I think companies will probably be more relaxed about people working from home after this passes, because they realise the impact is not as detrimental as they thought it might have been.

Can you compare this crisis to any other experience?

I worked through the dotcom bubble in 2000 and then obviously the credit crunch in 2008, but no, I do not think they compare to right now.

People of course are worried about their finances, but they are more worried about the effect on their life overall.

The volumes of calls we have received from clients who are concerned have been no greater than we received after the UK voted for Brexit in 2016.

What conversations have you been having with clients?

I think the typical conversation we have had is that, yes, clients are a little worried about their investments; but then we explain that volatility is a natural part of investing and their response is, ‘We knew that, but we just wanted some reassurance that things weren’t any different this time’.

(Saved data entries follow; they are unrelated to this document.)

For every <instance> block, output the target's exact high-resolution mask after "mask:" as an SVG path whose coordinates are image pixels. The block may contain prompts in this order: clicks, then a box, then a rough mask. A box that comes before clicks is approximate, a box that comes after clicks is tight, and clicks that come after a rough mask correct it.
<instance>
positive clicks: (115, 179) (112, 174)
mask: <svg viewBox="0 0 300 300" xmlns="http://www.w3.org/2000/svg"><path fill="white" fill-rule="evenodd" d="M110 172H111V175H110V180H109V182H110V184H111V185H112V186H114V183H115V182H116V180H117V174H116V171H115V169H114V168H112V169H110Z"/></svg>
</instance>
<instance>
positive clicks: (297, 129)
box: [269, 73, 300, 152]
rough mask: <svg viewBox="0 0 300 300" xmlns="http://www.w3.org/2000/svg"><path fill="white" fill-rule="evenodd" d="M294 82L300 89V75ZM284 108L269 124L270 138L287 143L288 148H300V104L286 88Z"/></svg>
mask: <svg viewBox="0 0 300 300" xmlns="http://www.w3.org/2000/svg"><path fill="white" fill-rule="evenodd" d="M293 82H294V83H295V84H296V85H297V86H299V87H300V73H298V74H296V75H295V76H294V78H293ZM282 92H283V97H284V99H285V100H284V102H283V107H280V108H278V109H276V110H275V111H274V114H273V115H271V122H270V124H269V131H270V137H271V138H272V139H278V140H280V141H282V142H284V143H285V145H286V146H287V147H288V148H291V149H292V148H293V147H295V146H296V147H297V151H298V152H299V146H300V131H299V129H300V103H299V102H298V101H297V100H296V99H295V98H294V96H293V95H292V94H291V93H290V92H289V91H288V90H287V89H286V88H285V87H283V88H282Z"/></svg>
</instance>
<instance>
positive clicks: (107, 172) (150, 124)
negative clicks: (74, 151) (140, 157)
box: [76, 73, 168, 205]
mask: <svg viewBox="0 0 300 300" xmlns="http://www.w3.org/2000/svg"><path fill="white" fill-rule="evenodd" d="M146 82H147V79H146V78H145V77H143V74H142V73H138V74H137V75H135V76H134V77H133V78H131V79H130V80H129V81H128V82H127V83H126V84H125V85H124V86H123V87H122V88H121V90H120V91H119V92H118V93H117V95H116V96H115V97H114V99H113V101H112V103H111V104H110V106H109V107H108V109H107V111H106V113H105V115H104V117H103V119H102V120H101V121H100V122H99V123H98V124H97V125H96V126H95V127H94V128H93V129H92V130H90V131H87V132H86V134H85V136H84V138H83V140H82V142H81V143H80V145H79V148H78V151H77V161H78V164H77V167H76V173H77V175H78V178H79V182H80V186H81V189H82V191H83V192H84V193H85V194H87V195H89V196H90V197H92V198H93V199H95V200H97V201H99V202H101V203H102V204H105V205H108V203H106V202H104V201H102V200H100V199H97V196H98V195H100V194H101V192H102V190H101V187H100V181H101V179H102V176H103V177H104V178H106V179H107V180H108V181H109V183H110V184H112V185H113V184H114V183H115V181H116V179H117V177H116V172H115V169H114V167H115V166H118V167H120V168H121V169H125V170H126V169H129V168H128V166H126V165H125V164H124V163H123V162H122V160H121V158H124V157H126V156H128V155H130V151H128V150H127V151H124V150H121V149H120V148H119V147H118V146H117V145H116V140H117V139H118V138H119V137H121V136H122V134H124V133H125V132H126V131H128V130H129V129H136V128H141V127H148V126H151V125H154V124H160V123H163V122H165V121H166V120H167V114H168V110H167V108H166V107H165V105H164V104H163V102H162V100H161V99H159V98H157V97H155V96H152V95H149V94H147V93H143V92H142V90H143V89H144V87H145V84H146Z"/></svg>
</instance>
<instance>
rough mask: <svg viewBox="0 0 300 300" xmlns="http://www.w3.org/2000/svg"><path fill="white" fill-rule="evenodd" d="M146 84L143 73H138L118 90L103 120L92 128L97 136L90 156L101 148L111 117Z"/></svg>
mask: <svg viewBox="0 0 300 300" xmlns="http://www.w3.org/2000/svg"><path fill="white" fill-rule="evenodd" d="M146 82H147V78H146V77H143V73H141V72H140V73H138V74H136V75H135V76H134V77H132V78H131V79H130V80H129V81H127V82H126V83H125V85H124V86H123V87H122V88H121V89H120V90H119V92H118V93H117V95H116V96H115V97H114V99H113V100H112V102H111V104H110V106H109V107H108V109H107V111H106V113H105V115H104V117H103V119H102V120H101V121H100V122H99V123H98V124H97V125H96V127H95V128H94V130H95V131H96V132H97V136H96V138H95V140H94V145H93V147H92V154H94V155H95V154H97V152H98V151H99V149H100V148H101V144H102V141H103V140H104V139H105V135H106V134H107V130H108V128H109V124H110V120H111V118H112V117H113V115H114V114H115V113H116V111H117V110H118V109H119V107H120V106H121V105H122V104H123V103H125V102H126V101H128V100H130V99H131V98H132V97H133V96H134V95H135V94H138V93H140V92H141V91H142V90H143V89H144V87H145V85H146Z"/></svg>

That is the message we have been saying to clients from the outset: it is a product of markets and markets are volatile.

Now actually is a good time to be buying equities – so do carry on paying in and carry on with your Isa contributions, because markets are significantly lower now than they were three months ago. 

Clients who have perhaps been most affected by this are people who only have been invested for 12 months. They will have seen a pretty good 2019, with maybe double-digit returns, but now they are seeing double-digit losses.

But investing is long term. You are not invested for the next six-12 months; you are invested for the next 10-20 years. It is just reassuring people.

Lee Waters is chief executive at Barwells Wealth

All his comments were correct and given in good faith at the time of interview [April 9].